Panache était de tous les mots de la langue celui qui était le mieux fait en cet instant pour importuner Hervé.

- Panache ! répéta-t-il machinalement et à demi-voix.

- Panache, dit Andrée en dansant sur sa selle.

- Avez-vous bien dormi cette nuit? demanda Hervé.

- Mais pas mal, pas mal, commandant; si ce n'est que j'ai eu un panache, je veux dire un rêve, de toutes couleurs, autrement dit panaché.

- Sur quel panache avez-vous marché ce matin, petite sœur? Et, à propos, qu'avez-vous fait du vôtre ?

- Comment ! est-ce que je ne l'ai plus ? Ah ! mon Dieu! j'oubliais que le vent l'avait emporté cette nuit.

- Et le vent, à ce qu'il parait, n'a pas eu plus d'égards pour votre amie ?

- Ah ! ah ! s'écria en riant la jeune fille, nous y voilà!
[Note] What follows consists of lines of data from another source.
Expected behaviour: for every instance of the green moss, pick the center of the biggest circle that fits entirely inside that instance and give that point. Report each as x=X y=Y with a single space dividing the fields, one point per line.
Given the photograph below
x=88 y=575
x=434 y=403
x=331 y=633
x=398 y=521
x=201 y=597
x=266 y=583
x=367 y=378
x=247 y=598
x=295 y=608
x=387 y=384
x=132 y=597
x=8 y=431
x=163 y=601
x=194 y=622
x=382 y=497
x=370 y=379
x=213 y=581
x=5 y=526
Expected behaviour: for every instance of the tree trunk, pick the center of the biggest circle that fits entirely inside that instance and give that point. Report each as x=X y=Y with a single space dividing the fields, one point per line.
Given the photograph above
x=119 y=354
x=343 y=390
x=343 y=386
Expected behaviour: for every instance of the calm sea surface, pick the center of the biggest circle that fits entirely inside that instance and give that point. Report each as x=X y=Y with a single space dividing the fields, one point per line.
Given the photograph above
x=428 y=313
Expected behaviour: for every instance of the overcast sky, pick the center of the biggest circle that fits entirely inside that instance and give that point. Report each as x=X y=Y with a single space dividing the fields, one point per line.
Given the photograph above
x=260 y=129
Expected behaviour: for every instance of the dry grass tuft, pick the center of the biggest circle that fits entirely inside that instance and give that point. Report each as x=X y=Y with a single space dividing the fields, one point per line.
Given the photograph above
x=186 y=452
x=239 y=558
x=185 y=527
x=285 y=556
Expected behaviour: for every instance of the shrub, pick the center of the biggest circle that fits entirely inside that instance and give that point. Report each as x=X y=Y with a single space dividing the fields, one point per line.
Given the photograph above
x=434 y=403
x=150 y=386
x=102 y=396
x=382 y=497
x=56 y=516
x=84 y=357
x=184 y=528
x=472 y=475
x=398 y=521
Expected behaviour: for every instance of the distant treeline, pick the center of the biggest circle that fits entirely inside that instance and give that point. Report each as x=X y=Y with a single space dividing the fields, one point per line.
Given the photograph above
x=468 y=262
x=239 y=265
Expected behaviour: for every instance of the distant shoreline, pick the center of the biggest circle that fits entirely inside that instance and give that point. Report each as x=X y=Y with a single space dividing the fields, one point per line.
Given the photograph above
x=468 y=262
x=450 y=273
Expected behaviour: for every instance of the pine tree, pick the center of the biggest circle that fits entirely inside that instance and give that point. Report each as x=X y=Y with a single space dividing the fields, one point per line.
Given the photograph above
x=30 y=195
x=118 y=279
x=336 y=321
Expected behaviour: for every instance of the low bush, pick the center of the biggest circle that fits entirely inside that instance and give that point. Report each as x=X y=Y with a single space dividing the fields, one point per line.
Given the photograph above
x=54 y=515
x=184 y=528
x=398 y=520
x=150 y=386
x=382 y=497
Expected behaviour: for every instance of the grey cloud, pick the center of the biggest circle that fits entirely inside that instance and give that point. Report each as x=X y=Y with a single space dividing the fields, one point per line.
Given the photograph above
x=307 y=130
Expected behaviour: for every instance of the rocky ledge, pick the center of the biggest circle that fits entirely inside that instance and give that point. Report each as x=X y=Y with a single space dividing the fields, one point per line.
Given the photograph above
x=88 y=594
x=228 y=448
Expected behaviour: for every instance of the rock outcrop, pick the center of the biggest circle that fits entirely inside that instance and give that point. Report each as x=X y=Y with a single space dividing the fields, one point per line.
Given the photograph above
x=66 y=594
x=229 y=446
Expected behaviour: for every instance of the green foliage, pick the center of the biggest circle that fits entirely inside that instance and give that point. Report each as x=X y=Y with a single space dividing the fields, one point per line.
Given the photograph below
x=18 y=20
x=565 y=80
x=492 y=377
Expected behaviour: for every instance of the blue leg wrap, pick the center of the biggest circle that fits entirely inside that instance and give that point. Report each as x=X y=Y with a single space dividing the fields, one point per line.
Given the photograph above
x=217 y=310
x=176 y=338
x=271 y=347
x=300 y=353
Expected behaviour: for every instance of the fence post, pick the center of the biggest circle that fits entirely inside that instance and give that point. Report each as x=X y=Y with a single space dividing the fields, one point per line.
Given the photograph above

Non, le vent n'en a emporté qu'un ; mais lequel? C'est précisément, citoyen, ce que j'ai promis de ne pas vous dire, parce que, si je vous le disais, vous seriez trop heureux, et c'est pourquoi, bref, je ne vous le dis pas. - En achevant ces mots, Andrée fit faire une volte à son cheval, et retourna au petit galop vers ses compagnes.
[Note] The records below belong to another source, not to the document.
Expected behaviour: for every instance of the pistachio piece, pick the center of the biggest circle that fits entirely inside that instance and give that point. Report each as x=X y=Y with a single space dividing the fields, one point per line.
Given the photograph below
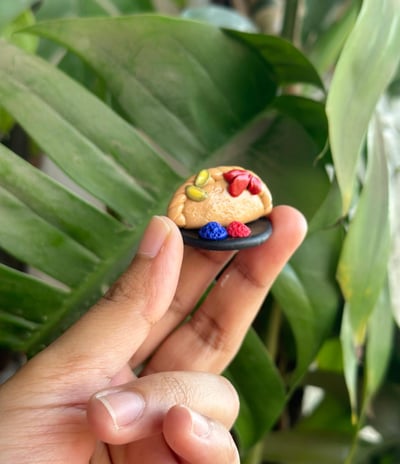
x=202 y=178
x=195 y=193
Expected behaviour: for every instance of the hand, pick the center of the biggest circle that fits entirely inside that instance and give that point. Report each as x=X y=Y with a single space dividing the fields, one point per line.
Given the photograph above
x=78 y=401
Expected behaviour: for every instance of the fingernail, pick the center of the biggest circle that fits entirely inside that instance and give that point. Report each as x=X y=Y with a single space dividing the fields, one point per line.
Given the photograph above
x=200 y=425
x=154 y=237
x=123 y=407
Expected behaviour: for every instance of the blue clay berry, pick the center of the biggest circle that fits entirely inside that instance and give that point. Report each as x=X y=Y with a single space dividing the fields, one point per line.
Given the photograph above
x=213 y=231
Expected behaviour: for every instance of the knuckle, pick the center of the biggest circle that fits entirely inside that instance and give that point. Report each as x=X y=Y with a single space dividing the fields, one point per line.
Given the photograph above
x=210 y=331
x=176 y=389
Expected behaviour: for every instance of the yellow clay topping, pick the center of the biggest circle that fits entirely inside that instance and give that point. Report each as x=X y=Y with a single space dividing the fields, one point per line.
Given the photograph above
x=202 y=178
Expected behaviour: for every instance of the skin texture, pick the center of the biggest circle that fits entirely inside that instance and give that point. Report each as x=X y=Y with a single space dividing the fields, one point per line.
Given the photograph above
x=78 y=400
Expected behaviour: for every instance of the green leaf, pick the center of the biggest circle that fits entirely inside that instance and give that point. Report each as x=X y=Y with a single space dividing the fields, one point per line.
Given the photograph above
x=328 y=46
x=364 y=258
x=49 y=227
x=308 y=295
x=379 y=343
x=110 y=169
x=220 y=16
x=172 y=89
x=170 y=77
x=11 y=9
x=56 y=9
x=289 y=64
x=351 y=359
x=260 y=388
x=365 y=68
x=178 y=93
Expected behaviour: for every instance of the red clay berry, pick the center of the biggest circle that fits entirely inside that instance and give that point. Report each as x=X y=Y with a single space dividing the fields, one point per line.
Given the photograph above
x=237 y=229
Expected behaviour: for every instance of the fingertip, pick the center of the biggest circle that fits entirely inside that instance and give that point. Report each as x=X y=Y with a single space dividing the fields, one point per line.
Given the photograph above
x=198 y=439
x=290 y=219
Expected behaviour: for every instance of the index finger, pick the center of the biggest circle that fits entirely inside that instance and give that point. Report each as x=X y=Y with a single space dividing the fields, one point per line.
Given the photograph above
x=210 y=339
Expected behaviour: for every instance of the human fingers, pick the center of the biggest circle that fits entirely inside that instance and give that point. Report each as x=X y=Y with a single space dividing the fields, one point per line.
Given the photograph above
x=134 y=411
x=199 y=268
x=106 y=337
x=215 y=332
x=198 y=439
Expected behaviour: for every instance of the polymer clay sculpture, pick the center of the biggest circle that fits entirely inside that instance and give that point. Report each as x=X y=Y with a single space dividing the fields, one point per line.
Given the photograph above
x=222 y=208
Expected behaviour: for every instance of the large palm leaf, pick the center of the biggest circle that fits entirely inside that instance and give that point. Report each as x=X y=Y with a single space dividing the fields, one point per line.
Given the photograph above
x=190 y=96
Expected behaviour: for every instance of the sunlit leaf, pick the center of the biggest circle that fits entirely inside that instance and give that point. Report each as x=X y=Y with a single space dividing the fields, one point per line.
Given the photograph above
x=365 y=68
x=379 y=343
x=365 y=253
x=308 y=295
x=11 y=9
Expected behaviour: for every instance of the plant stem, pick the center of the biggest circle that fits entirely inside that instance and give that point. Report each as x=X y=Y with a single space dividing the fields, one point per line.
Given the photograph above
x=290 y=20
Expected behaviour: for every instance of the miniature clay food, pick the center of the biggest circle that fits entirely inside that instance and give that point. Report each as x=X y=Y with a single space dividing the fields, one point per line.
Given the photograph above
x=228 y=197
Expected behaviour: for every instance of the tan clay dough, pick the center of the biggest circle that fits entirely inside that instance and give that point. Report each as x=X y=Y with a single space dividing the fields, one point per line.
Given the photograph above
x=216 y=203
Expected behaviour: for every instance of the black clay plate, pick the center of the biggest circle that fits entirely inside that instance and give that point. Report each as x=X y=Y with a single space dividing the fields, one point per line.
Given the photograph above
x=260 y=232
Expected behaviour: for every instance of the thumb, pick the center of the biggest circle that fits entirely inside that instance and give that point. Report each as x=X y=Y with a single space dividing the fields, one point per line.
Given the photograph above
x=110 y=333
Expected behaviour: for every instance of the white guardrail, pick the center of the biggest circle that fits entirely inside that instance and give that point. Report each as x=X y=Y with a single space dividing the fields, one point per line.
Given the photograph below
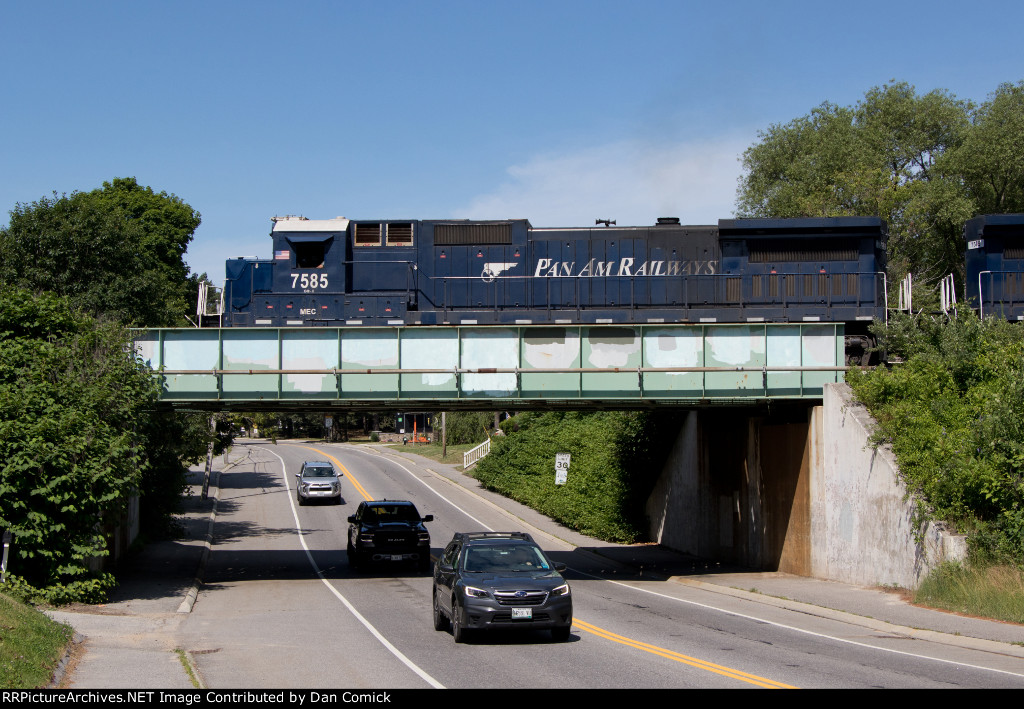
x=473 y=455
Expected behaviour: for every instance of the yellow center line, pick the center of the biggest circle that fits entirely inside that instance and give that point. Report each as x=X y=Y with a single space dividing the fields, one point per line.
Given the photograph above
x=337 y=462
x=600 y=632
x=679 y=657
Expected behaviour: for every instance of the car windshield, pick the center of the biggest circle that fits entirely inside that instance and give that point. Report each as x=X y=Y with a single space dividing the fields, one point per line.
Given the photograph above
x=318 y=471
x=512 y=557
x=390 y=513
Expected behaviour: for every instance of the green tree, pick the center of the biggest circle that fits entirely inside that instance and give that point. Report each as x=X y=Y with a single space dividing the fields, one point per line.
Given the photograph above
x=884 y=157
x=116 y=252
x=953 y=413
x=73 y=403
x=991 y=158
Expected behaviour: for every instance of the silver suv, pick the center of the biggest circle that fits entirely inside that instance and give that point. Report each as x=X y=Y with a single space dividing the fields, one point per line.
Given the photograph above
x=317 y=481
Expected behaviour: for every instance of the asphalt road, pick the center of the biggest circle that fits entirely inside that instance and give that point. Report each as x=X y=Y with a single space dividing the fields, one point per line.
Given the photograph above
x=280 y=607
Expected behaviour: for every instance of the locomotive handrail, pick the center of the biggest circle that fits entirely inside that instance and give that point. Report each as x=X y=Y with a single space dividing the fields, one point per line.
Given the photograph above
x=981 y=295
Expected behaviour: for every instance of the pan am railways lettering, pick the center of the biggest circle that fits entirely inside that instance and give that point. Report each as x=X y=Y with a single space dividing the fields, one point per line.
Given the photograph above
x=547 y=267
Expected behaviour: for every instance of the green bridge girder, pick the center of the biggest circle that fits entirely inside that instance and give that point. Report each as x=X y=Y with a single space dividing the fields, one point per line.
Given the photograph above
x=486 y=368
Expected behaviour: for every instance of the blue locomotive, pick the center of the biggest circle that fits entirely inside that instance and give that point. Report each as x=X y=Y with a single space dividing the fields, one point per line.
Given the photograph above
x=994 y=265
x=445 y=272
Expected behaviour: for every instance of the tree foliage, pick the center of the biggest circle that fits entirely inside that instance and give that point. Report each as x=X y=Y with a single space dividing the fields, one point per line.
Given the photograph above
x=117 y=251
x=73 y=402
x=615 y=459
x=953 y=413
x=926 y=163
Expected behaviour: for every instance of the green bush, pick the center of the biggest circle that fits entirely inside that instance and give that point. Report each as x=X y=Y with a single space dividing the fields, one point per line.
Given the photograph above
x=953 y=413
x=73 y=408
x=31 y=644
x=615 y=459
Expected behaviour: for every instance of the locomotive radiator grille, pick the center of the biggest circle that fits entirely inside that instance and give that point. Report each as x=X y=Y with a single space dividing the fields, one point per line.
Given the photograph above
x=475 y=235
Pendant que le commandant Hervé oubliait dans des méditations plus heureuses les chagrins de son équivoque situation, le lieutenant Francis étudiait du coin de l'œil, avec une complaisance peu dissimulée, les traits et les façons de la charmante sœur de son ami. Le jeune garçon semblait trouver dans cette étude un intérêt si particulier, et s'y livrait d'ailleurs avec une telle assiduité, que mademoiselle de Pelven n'eût pu manquer d'y prendre garde, quand elle n'eût pas été douée d'une merveilleuse vivacité de perception. Il est rare qu'une femme se sache mauvais gré d'attirer l'attention d'un homme d'un maintien convenable, et tout aussi rare qu'elle sache mauvais gré à l'homme qui la juge digne de cette attention. On peut ajouter que si l'observateur se trouve classé, pour quelque raison de politique ou de coterie, parmi les ennemis de la dame, cette circonstance a pour effet ordinaire de prêter au régal une saveur plus piquante. La svelte tournure de Francis, sa mine turbulente, la coquetterie d'adolescent qui retroussait sa moustache naissante et plantait son chapeau de côté sur sa tête bouclée, lui composaient une vraie physionomie de page à la fois naïve, impudente et gracieuse. Mademoiselle Andrée n'avait donc aucune bonne raison pour se formaliser outre mesure de ce qui lui arrivait. Seulement, comme toute jeune fille qui se sent observée avec une curiosité spéciale, tantôt elle demeurait plus silencieuse et plus calme que de coutume; tantôt, fort au contraire, elle paraissait possédée d'un démon loquace et mobile, qui communiquait à sa langue et à toute sa personne une activité prodigieuse. Francis, qui croyait déjà être amoureux depuis plusieurs siècles, jugea qu'il passerait pour un sot s'il ne se déclarait pas sans retard d'une manière significative. Il éperonna tout à coup son cheval, passa et repassa devant Hervé comme pour exercer sa monture, disparut une minute dans un fourré, et revint au galop, en cachant avec précaution un petit bouquet de primevères, de jonquilles et de fleurs de bruyères, sur lesquelles il avait entendu. Andrée s'extasier un instant auparavant. Par bonheur, Andrée précédait alors la chanoinesse de quelques pas; Francis s'arrêta brusquement devant elle : Mademoiselle, lui dit-il en lui présentant son bouquet, c'est de la part de votre frère.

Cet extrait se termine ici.